Une poignée de pièces de monnaie islamique à moitié fondues dépassent encore de la pépite. "Nous avons tout simplement la preuve tangible qu'ils fondaient des dirhams. Ils les utilisaient pour la fabrication de bijoux ou la production d'argent", conclut-il.

À l'avenir, de telles analyses pourraient donc permettre de déterminer la provenance de l'argent contenu dans les trésors vikings de Scandinavie.

 

Des recherches à poursuivre

Frans-Arne Stylegar, archéologue chez Multiconsult qui a consacré un article à l'argent islamique sur son blog, estime qu'il était utilisé pour concevoir des bijoux en particulier parce que les Vikings le considéraient comme un métal précieux. "Je pense qu’ils savaient très bien où se trouvait le meilleur argent. Il fallait alors plutôt aller au sud-est, et non en France ou en Angleterre", soutient-il.

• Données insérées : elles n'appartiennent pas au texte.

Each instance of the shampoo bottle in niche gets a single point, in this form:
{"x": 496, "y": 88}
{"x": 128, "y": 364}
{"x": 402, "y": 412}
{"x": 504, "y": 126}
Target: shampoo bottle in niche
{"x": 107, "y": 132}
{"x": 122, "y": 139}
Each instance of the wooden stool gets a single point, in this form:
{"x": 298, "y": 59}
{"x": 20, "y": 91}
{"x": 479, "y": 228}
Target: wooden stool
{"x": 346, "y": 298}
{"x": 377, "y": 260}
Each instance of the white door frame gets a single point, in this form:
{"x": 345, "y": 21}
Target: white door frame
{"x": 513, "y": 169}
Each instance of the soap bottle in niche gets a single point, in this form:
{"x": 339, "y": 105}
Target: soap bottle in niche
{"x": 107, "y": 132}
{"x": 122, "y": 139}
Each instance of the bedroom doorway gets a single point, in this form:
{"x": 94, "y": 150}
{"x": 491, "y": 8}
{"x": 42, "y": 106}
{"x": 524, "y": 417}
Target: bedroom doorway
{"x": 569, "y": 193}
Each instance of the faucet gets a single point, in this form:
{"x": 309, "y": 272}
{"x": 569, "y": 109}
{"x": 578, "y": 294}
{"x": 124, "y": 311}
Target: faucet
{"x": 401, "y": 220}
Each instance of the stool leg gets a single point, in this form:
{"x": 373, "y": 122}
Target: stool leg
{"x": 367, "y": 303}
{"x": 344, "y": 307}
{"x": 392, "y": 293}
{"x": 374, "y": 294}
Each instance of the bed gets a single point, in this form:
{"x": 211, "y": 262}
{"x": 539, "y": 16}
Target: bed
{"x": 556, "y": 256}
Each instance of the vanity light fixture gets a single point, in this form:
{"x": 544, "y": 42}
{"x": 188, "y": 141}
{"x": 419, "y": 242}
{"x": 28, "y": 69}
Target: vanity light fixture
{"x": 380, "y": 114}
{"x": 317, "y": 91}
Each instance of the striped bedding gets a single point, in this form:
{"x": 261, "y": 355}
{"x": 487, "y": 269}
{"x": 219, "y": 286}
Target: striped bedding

Une grande partie des dirhams, ajoute-t-il, ont été obtenus le long des routes commerciales: "Il ne fait aucun doute que les Norvégiens se sont rendus jusqu'à la mer Caspienne pour acquérir ces pièces. À partir de là, l'argent a circulé vers le nord, jusqu'en Russie, en Suède, en partie au Danemark et surtout dans l'est de la Norvège."

Les analyses du trésor de Bedale en Anglerre montrent que peu d'argent islamique a atteint cette région au cours de l'Âge Viking, contrairement à la Norvège où les bijoux ont peut-être été fabriqués avec davantage de dirhams provenant du califat abbasside.

Il reste cependant difficile, d'après l'archéologue, de se faire une idée précise de la répartition des monnaies islamiques mises au jour en Norvège, car les nombreuses découvertes réalisées à l'aide de détecteurs n'ont pas encore été convenablement répertoriées et étudiées.